Until recently, it has been the general practice in the construction of buses and other transit vehicles, to build them piece-by-piece, wherein a skeleton framework, usually referred to as a "bird-cage," is erected on a vehicle floor structure, after which the vehicle side walls and roof are completed, and then the interior of the vehicle is finished by workers therein, passing the necessary material, such as liners, doors, windows, fixtures, seats, paints, carpeting, etc., in through the door and window openings of the vehicle.
U.S. Pat. No. 3,827,137 to T. C. Schubach, assigned to the assignee of the present invention, discloses and claims a method of manufacturing a transit vehicle by completing, in individual jigs, sub-assemblies of a transit vehicle, including a floor assembly, side wall assemblies, roof assembly, and front end assembly, and then assembling these completed sub-assemblies to provide a substantially completed vehicle.
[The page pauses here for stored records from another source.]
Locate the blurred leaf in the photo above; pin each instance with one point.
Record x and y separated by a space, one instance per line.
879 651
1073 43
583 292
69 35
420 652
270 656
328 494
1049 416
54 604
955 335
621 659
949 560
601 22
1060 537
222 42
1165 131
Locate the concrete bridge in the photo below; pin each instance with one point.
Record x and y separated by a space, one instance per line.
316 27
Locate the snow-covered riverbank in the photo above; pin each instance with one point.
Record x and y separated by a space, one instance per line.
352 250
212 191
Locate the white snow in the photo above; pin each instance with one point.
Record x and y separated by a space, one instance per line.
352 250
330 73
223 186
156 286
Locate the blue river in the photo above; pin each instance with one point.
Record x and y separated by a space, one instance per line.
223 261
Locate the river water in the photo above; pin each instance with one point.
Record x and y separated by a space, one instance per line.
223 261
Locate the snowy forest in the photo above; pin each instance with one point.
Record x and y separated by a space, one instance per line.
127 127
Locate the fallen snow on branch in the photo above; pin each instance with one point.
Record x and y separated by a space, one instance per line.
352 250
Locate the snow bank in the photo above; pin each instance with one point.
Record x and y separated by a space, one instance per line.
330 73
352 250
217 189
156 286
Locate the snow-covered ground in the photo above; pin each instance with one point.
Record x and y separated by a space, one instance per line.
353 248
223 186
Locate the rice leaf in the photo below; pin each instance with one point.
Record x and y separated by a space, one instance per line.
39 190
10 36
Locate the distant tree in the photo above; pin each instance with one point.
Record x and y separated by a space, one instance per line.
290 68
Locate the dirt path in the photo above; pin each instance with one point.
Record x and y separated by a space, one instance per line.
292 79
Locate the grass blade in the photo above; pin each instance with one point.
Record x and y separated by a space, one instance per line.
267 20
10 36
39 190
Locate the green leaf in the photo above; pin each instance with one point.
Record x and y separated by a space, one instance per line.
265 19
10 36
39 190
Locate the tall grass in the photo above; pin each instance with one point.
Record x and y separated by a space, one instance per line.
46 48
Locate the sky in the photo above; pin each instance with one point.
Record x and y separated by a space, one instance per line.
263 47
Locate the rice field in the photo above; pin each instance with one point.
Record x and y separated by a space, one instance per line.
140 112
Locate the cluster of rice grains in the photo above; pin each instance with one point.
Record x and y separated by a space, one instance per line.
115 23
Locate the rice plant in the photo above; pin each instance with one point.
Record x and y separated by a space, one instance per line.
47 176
The present invention is based on that general concept, but goes beyond it in providing a trackway on each of selected ones of the sub-assemblies, and in employing a traveling collector, having a plurality of conveyor ways therein, with each of which a trackway of one of the selected sub-assemblies is adapted to be aligned. The conveyor ways are so located and adjusted that the selected sub-assemblies are conveyed therealong from their respective jigs into the collector, and into positions of final assembly with each other, where they are secured.